Menuju Penyelesaian yang Elegan


Turut berduka dengan wafatnya seorang anak santun harapan keluarga, yang dibesarkan dengan susah payah serta diberkati cita-cita dan doa ayah-ibunya namun kemudian disia-siakan sebuah penyimpangan ide kaderisasi organisasi.

Menggugah duka pula bahwa ia tinggal begitu dekat dengan kediaman saya, tidak sampai 200 meter. Bukan tidak mungkin bahwa sosoknya tidak asing bagi saya. Ya kami pasti tidak saling mengenal, tapi sekali lagi, bukan tidak mungkin kami tidak asing.

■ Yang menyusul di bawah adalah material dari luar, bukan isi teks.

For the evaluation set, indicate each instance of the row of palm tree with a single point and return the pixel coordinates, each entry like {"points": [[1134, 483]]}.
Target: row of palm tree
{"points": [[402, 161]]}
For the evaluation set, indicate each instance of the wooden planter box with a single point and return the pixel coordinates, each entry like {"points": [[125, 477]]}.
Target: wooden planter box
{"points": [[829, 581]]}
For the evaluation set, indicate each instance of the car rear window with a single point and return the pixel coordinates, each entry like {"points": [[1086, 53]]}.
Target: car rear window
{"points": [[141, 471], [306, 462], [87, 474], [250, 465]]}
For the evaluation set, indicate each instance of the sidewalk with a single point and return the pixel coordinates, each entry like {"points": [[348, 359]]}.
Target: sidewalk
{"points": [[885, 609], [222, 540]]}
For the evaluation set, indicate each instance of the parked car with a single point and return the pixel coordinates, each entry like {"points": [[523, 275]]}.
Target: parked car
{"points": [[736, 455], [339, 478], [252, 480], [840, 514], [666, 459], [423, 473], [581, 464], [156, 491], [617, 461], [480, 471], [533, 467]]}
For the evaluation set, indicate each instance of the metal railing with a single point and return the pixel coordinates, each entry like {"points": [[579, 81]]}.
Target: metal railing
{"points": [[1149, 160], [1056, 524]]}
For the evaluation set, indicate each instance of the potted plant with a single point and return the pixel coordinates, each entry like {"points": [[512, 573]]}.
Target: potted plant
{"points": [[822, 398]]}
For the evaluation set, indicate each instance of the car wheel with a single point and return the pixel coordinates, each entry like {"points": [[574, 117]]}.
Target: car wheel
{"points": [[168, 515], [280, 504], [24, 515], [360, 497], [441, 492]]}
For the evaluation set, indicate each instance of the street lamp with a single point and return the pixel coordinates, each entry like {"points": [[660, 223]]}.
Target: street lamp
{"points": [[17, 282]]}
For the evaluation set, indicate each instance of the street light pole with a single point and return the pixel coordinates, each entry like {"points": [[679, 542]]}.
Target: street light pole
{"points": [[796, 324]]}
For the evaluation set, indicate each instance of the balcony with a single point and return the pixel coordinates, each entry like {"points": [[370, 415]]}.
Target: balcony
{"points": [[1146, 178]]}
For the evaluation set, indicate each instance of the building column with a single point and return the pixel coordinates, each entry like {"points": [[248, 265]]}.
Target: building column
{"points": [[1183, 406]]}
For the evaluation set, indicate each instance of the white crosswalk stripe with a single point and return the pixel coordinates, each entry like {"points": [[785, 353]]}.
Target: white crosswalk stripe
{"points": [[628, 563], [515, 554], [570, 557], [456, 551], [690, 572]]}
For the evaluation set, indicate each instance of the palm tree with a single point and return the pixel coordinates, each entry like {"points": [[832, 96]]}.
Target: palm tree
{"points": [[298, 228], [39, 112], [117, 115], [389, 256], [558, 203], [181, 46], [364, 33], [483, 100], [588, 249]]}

Proses pertanggungjawaban berjalan. Bila sebelumnya kematian anak didik seperti ini hanya berakhir sebagai statistik belaka, tampaknya ini lain. Mungkin lembaga pendidikan tinggi ini tidak ingin disetarakan sebuah institusi pendidikan se-kota yang hanya menghasilkan juru tulis kecamatan dalam menyikapi kematian sia-sia peserta didiknya.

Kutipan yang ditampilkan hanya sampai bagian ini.